Traditionally there have been 3 ways to get visitors to your website;

  1. Searches via Google (paid and SEO)
  2. Direct to your website (people know your brand)
  3. Referrals from 3rd parties (backlinks)

That last one is the focus for this blog......

A few years ago a company I had just joined a month earlier was subject to a site wide penalty by Google for having significant number of historical unnatural backlinks to their website. 

Google can issue partial penalties that mean certain pages on your site will go blind but to have a full site wide one was exceptional.

When I say 'unnatural' I mean backlinks dropped on thousands of non related websites by a bot.

In simple terms the companies website was no longer visible for organic search........anywhere!

From a dominant position (#1) in search, the company lost all organic visibility and subsequently a lot of traffic and revenue too.

Not the best news for any company to get, as you can imagine. 

The board were obviously perplexed and looked to me for all the answers. They saw it as something that's a common occurrence and somewhere in my marketing box of magic tricks (next to the marketing coloring in stuff) lay a 'get this fixed' blueprint!!

For those operating and investing in the vagaries of SEO you will know there is no silver bullet, no quick fix, and unless your really shit at what you do this is most definitely NOT a common occurrence.

How did this occur you might ask?

Sometimes marketing teams don't really know what questions to ask of their agencies, sometimes they get lost in vanity metrics without doing the right amount of DD on those amazing stats.

Now don't get me wrong I don't think this was a deliberate act of malice, but I do think it was downright incompetence on both sides, particularly as this issue was highlighted as a key potential problem to the agency and marketing team during my first week with the company.

The fight back began;

At the centre of this strategy was our new brand positioning and content led belief system which was centred around our 'Surprisingly Easy' campaign.
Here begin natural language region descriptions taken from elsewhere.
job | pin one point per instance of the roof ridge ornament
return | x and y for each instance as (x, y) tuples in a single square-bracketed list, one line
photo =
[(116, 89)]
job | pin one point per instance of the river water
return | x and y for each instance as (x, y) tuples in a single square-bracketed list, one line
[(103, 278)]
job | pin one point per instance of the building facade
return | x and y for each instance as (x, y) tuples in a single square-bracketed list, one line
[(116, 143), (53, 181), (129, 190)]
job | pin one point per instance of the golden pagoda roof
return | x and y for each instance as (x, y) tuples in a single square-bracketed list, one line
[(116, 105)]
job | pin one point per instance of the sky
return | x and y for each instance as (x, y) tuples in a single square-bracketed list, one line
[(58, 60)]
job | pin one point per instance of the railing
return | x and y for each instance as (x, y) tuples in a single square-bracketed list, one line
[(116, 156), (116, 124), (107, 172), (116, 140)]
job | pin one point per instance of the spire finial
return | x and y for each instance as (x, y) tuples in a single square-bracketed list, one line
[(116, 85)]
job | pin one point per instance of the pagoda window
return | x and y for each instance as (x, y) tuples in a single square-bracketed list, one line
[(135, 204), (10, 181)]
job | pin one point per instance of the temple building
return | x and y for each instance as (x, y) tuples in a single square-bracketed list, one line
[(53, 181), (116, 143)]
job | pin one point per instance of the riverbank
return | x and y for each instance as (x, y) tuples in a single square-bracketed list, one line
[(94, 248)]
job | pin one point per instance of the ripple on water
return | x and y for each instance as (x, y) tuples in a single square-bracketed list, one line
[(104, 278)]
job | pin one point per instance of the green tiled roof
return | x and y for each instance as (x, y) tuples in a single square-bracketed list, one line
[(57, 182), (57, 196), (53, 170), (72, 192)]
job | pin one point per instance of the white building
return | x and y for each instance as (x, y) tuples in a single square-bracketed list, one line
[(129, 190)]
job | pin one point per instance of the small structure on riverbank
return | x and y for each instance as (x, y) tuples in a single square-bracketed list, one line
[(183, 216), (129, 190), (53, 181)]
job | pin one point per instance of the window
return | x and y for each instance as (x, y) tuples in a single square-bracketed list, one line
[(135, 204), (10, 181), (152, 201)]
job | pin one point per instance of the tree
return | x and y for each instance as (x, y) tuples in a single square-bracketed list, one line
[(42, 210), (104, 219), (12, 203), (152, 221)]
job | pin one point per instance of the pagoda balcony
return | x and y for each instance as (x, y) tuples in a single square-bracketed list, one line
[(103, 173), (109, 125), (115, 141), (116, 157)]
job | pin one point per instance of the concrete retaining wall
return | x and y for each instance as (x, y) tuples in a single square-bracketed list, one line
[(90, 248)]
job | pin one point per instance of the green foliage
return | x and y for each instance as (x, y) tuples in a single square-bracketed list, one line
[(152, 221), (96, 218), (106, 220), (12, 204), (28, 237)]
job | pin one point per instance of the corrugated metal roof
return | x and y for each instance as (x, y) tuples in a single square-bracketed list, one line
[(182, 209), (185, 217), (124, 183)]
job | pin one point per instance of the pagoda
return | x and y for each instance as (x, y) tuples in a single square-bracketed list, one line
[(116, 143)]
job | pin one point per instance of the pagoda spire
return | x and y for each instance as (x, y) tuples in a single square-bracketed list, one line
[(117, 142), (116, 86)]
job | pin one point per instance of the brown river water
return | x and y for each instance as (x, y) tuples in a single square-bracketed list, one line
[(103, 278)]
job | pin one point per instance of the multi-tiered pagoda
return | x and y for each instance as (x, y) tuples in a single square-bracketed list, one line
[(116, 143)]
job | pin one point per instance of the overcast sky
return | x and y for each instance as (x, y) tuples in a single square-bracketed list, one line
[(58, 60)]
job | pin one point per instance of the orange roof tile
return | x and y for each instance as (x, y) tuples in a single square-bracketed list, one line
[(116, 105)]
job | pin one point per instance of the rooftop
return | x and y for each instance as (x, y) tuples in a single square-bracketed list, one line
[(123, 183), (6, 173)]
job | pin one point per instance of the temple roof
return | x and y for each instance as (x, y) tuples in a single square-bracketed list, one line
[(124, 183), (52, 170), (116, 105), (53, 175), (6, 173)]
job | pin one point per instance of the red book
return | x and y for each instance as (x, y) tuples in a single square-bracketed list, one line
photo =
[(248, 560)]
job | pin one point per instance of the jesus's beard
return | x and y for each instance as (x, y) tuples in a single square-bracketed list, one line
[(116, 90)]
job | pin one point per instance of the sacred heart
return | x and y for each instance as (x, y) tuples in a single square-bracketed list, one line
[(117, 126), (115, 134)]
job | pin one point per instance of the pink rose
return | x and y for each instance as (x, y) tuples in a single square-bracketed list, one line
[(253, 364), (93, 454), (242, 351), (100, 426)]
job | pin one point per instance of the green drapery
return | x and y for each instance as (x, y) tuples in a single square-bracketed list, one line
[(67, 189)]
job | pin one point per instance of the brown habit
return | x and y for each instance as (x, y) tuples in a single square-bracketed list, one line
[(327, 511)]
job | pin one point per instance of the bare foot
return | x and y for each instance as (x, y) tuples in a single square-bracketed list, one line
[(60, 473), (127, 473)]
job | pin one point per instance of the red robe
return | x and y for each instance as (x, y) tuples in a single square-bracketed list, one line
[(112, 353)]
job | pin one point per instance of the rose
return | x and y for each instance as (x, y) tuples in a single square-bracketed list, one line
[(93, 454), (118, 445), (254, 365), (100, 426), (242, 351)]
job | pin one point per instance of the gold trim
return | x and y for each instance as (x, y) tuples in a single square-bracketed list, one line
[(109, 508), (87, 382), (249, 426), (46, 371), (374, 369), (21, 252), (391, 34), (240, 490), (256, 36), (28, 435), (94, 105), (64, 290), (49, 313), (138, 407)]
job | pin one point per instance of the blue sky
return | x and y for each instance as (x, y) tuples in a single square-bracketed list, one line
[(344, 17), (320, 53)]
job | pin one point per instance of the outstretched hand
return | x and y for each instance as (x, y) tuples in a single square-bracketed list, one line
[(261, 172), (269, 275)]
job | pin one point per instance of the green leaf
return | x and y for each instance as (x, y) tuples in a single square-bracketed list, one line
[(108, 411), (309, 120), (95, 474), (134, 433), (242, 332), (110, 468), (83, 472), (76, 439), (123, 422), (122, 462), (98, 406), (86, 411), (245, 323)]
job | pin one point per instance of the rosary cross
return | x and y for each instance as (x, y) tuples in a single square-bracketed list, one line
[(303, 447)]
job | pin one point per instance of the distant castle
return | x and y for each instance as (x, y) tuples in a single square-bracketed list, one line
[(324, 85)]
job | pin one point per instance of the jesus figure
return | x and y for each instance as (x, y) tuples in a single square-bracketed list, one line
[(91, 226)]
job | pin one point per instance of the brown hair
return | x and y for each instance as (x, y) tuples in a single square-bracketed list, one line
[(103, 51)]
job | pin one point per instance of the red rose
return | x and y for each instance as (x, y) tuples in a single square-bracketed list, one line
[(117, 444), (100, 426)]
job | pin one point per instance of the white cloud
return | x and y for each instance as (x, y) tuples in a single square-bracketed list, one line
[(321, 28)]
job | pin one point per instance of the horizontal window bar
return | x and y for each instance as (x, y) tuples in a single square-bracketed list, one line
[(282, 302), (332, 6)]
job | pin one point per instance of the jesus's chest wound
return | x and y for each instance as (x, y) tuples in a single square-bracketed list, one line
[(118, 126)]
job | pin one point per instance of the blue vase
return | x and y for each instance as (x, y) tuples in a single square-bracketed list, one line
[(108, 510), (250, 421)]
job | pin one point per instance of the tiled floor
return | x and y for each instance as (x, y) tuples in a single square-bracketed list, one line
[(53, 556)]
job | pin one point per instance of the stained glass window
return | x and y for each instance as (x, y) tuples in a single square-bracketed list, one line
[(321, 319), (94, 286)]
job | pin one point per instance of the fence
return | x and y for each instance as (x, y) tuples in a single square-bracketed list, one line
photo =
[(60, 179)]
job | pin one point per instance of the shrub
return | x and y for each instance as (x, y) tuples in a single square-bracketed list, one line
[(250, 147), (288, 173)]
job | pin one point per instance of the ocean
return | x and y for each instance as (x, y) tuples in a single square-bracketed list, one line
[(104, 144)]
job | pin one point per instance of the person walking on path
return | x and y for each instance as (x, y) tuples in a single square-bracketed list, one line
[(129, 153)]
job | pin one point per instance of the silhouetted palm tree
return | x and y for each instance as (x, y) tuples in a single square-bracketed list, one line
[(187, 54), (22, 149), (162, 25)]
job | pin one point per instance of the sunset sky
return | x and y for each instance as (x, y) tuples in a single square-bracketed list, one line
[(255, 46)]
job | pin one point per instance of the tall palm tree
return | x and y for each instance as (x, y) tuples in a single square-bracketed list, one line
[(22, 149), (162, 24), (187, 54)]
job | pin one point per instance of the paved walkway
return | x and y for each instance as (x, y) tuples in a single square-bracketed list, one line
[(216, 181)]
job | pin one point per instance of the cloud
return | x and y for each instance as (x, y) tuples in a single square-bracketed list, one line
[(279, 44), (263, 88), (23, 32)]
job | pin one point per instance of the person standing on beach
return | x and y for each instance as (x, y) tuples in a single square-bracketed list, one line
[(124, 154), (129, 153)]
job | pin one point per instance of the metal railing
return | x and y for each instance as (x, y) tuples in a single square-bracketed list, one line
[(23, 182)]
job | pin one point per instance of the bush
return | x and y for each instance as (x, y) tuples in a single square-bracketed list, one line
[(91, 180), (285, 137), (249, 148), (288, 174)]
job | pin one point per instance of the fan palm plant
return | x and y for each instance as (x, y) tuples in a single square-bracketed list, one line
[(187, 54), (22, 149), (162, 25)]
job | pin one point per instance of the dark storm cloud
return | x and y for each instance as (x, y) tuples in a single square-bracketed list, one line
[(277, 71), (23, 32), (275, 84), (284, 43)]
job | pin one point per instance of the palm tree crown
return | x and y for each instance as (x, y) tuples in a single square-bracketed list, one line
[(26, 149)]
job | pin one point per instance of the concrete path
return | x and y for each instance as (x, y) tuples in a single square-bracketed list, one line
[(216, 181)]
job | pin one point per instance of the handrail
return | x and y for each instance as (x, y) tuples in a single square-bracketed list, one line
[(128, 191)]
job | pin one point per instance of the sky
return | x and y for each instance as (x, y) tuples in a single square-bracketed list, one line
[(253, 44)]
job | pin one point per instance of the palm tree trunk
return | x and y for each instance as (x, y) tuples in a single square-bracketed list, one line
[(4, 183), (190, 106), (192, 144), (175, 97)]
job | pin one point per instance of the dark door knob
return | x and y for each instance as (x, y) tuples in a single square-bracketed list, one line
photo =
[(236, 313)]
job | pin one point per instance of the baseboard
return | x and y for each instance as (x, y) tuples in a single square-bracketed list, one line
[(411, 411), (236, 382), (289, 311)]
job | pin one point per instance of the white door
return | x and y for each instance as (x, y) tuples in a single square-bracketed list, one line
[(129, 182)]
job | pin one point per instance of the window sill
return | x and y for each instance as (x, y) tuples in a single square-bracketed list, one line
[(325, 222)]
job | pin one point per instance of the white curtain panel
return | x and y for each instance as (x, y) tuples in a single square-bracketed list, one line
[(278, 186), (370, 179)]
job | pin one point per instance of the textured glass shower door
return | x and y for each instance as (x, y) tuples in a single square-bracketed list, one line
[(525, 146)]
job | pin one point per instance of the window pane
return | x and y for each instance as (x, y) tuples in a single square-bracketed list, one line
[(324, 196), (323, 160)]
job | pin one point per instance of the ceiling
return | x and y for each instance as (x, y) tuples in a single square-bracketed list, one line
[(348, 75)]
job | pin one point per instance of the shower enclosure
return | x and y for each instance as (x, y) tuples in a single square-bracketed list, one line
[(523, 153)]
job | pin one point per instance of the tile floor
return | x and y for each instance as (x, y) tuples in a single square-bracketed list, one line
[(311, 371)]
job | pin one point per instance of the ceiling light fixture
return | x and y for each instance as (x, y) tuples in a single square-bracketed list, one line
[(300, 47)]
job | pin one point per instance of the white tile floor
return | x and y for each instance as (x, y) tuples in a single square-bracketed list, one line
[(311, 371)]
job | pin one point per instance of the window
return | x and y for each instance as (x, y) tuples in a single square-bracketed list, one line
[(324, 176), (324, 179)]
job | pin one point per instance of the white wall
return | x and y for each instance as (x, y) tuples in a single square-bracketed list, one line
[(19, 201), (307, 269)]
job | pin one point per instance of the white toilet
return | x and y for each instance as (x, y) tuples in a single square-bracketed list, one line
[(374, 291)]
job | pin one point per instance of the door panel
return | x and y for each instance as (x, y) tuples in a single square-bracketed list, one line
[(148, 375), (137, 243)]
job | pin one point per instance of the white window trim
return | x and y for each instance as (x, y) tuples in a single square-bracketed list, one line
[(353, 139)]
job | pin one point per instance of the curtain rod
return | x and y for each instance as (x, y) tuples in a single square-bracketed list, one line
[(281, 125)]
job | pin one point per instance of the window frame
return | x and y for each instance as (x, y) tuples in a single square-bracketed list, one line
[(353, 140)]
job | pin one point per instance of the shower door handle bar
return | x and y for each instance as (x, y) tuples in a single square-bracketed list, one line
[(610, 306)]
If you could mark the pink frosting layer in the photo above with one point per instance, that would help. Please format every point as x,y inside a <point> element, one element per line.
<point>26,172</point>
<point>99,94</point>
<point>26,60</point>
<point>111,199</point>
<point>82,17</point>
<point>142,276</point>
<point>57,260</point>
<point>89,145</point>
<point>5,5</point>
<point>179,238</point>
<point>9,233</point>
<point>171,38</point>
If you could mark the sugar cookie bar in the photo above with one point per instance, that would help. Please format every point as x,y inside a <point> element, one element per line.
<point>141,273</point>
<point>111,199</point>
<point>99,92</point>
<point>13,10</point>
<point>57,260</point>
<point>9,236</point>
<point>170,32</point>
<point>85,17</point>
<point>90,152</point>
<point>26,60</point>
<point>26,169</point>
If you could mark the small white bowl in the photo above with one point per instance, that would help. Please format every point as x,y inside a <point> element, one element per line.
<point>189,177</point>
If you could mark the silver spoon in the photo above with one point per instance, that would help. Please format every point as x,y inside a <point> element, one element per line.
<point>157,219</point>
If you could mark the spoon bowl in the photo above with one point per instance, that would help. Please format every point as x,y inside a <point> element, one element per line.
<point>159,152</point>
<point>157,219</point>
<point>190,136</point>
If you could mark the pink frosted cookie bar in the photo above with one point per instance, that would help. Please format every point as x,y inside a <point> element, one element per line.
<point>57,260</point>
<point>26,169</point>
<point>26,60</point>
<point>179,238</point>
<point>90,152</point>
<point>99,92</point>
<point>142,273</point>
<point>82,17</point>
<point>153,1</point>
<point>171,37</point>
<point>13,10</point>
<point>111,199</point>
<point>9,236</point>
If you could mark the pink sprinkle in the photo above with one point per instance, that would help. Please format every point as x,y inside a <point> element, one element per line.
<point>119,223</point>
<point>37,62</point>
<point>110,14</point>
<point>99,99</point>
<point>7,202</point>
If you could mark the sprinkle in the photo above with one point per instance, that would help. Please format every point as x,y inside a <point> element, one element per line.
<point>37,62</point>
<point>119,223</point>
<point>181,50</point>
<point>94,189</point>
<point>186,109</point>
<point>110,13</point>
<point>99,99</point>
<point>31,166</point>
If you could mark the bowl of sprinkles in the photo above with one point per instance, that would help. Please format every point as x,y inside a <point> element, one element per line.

To deliver on this meant an internal brand alignment program along with the development of some key aspects of the company App. This needed to include the development and record time implementation of a new website, with a clean URL structure and architecture that made it easier for consumers to access content and complete transactions.

From this base, we set about driving growth through high value sharable content. As well as regularly updating our on-site blog for quick wins, we developed a broader strategy of ‘big’ content designed to earn links and press coverage.

This was obviously an extremely costly exercise but not as expensive as the lessons that were learnt.

Oh, and those tweaks on the App and website to support the 'surprisingly easy' campaign saw our conversion levels go through the roof from a pedestrian 3% to a sky rocketing 19%.

Have you ever been subject to a Google penalty on your website?